Centro de inteligência coordenado pelo FBI identificou ameaças contra jogadores, árbitros e estádios; um homem foi preso ao tentar se aproximar de Cristiano Ronaldo em hotel.
Um relatório do Centro de Cooperação Policial Internacional (IPCC), órgão coordenado pelo FBI e integrado por agências federais dos EUA e dos países participantes da Copa do Mundo de 2026, revelou que o craque argentino Lionel Messi foi alvo de planos de atentado durante o torneio. As informações foram obtidas pelo site espanhol Información.es.

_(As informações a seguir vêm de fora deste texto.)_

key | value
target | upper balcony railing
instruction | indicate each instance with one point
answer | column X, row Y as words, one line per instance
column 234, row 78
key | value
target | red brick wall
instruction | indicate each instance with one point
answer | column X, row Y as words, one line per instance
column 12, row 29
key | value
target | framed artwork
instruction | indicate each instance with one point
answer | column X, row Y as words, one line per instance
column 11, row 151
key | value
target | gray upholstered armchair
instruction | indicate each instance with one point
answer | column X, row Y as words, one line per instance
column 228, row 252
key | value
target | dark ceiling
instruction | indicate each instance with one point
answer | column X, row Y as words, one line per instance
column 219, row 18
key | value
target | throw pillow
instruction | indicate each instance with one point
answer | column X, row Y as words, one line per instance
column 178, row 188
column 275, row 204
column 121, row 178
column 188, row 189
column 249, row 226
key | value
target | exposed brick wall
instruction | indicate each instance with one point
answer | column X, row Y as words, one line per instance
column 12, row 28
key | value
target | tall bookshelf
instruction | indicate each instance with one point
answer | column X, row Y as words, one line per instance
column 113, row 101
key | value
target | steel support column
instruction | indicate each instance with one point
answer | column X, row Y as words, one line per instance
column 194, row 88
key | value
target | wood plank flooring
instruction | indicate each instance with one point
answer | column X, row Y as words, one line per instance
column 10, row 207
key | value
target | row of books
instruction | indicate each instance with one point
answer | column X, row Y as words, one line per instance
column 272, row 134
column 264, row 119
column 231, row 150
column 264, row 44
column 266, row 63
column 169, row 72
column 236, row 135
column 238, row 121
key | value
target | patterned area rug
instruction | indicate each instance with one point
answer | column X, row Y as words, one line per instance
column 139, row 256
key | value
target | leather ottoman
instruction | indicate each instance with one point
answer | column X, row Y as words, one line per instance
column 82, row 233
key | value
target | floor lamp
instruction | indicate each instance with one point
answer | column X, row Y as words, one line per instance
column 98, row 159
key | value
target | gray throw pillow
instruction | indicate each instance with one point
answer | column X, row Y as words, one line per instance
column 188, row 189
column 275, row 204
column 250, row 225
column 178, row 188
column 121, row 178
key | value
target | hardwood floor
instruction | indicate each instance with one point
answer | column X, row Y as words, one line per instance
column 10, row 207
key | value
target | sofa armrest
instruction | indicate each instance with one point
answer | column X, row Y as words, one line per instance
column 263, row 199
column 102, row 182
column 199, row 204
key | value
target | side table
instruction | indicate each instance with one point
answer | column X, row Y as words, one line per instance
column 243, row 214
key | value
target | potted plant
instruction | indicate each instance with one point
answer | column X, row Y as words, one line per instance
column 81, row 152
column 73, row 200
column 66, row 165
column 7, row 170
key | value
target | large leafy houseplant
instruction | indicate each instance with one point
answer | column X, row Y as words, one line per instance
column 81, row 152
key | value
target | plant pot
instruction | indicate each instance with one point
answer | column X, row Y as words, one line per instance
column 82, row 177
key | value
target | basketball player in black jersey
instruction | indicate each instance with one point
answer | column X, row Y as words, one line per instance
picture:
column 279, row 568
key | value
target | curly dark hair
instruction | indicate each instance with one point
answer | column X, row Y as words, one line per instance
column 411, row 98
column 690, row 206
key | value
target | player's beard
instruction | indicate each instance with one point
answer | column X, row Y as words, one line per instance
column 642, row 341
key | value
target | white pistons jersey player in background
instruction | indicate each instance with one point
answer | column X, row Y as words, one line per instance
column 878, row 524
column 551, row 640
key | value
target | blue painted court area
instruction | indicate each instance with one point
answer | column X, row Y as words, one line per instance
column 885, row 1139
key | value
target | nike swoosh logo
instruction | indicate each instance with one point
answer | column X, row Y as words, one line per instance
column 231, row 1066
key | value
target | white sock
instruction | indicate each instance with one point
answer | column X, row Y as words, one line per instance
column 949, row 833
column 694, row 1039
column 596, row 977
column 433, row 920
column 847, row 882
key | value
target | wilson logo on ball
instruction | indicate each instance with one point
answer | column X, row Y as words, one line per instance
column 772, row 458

Segundo o documento confidencial, um homem detido ao desembarcar no aeroporto de Dallas afirmou que ele e outros cúmplices planejavam invadir o estádio onde Messi jogaria naquela semana portando “bombas caseiras e um fuzil AR-15”. A mensagem interceptada indicava que o grupo pretendia atacar “policiais e jogadores de ambas as equipes”, com uma “menção especial a Lionel Messi”.
Alertas em outros jogos da Argentina Os riscos se repetiram em outras partidas. No confronto entre Argentina e Egito, realizado em 7 de julho, um usuário da rede social X publicou: “Estou a ponto de entrar no estádio de Atlanta e explodir o Messi com quatro bombas coladas ao meu corpo”. Na mesma data, especialistas em explosivos com cães farejadores vasculharam o perímetro da arena após uma denúncia anônima por telefone afirmar que “três bombas” haviam sido deixadas em lixeiras. Nesses episódios, nenhum artefato foi encontrado.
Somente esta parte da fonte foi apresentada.